101;第1ウェブ、102;第2ウェブ、103;積層ウェブ、
40;マット製造装置、
411a;第1混合繊維供給部、411b;第2混合繊維供給部、
412a;第1エアレイ装置、412b;第2エアレイ装置、
413;搬送手段(コンベア)、
414a;第1交絡手段、414b;第2交絡手段、
50;熱膨張性カプセル供給分散装置、
51;供給部、511;供給手段(静電塗布装置)、
52;分散部、521;押圧手段、522;加振手段、
61;溶融手段、62;膨張手段、63;成形手段。
Claims (6)
- 補強繊維どうしが熱可塑性樹脂により結着された構造を有する繊維複合体の製造方法であって、
上記補強繊維は、植物性繊維及び無機繊維のうちの少なくとも一方であり、
上記補強繊維と熱可塑性樹脂繊維とが含まれたマットの表裏いずれか一面に、熱可塑性樹脂からなる殻壁を有する熱膨張性カプセルを供給する供給工程と、
上記マットの一面を押圧しつつ該マットの他面から加振して、該マットの一面に供給された上記熱膨張性カプセルを該マットの他面側へ向かって分散させる分散工程と、
上記マットを構成する上記熱可塑性樹脂繊維を溶融する溶融工程と、
上記マット内に分散された上記熱膨張性カプセルを加熱して膨張させる膨張工程と、を備え、
上記加振は、上記マットの移動方向に対して30〜90度の角度の方向へ振動させて行うことを特徴とする繊維複合体の製造方法。 - 上記供給工程は、上記マットの一面に熱膨張性カプセルを静電塗布して行う請求項1に記載の繊維複合体の製造方法。

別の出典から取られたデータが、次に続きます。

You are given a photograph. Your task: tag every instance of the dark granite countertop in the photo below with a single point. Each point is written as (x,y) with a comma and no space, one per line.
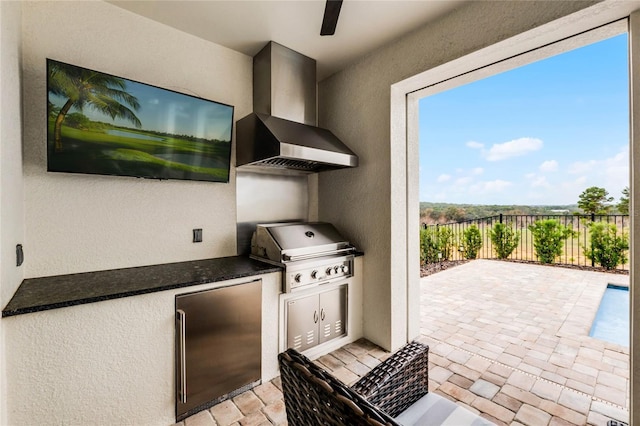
(40,294)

- 上記分散工程は、上記マットをコンベアで移動させながら行い、
上記押圧は、上記コンベアの移動方向へ上記マットが進むように回転されたローラで該マットの一面を押圧して行い、且つ、
上記加振は、上記マットのうちの押圧されている部分の他面から行う請求項1又は2に記載の繊維複合体の製造方法。 - 上記加振は、6mm以下の振幅で行う請求項1乃至3のうちのいずれかに記載の繊維複合体の製造方法。
- 上記溶融工程と上記膨張工程とを同時に行う請求項1乃至4のうちのいずれかに記載の繊維複合体の製造方法。
- 上記熱可塑性樹脂繊維を構成する第1の熱可塑性樹脂の融点が、上記熱膨張性カプセルの殻壁を構成する第2の熱可塑性樹脂の融点よりも低い場合であって、
上記溶融工程は、加圧して上記熱膨張性カプセルの膨張を抑制しつつ、上記第1の熱可塑性樹脂の融点以上且つ上記第2の熱可塑性樹脂の融点を超えない温度に加熱して行い、且つ、該溶融工程の後に上記膨張工程を行う請求項1乃至4のいずれかに記載の繊維複合体の製造方法。